By midnight, Joe Biden and Chris Dodd had been chased from the race; John Edwards was all but literally on his knees; and the Clintons were trying, for the umpteenth time, to figure out how to remake themselves as the comeback kids.

Shake hands with tomorrow. It’s here.

Senator Obama’s victory speech was a concise oratorical gem. No candidate in either party can move an audience like he can. He characterized his stunning victory as an affirmation of “the most American of ideas — that in the face of impossible odds, people who love this country can change it.”

Mr. Obama has shown, in one appearance after another, a capacity to make people feel good about their country again. His supporters want desperately to turn the page on the bitter politics and serial disasters of the past 20 years. That they have gravitated to a black candidate to carry out this task is — to use a term I heard for the first time this week — monumentous.

The Clintons, especially, have seemed baffled by the winds of change. They mounted a peculiar argument against Senator Obama, acknowledging that voters wanted change but insisting that you can’t achieve change by doing things differently. Senator Hillary Clinton has had a devil of a time trying to cope with the demand for change while shouldering the legacy of an administration that defined the 1990s.

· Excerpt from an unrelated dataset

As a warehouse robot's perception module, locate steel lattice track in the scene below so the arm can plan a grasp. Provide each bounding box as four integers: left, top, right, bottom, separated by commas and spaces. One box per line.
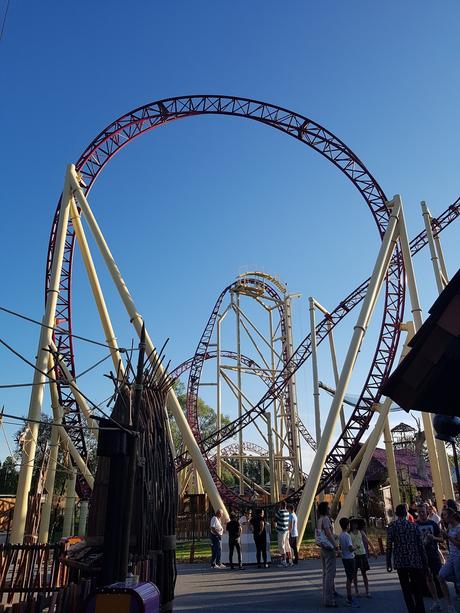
45, 95, 452, 493
170, 350, 317, 454
176, 198, 460, 490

Barack Obama has none of that baggage.

But for all the talk of change, it’s just one of the factors driving the Obama phenomenon. The simple truth is that hardly anyone — in politics, in the news media or anywhere else — realized what an extraordinary candidate Senator Obama would turn out to be.

He’s smart, hard-working, charismatic, good-looking and a whiz at fund-raising.

He has an incandescent smile, but it’s not frozen in place. He seems authentic. When he laughs, you have the feeling it’s because something is funny.

People are lining up to believe in him. He has the easy demeanor (in a long, lanky frame) of someone who’s comfortable with himself. Even when he fires up a crowd, he doesn’t get too hot. He has the cadences that remind you of King but the cool that reminds you of Kennedy — John, not Robert.

If the Clintons are going to stop Mr. Obama, they need to do it now. If he wins the New Hampshire primary Tuesday, the news media will go nuts and he will head toward the Jan. 19 caucuses in Nevada and the Jan. 26 primary in South Carolina (where half the voters are African-American) with incredible momentum.

I expect that African-Americans, under those circumstance, would view his campaign with almost religious fervor. All those questions about whether he’s black enough would be history. Mr. Obama would be perceived by many as within striking distance of the presidency, and there will be very few blacks in favor of stopping that train.

However this election turns out, Mr. Obama can be credited with a great achievement. He has drawn tons of people, and especially young people, into the political process. More than anyone else, he has re-energized that process and put some of the fun back into politics. And he’s done it by appealing openly and consistently to the best, rather than the worst, in us.



Sometimes your fingers dance too quickly over the keyboard. The Rev. Dr. Martin Luther King Jr. was killed on April 4, 1968, not April 3, as I wrote earlier this week.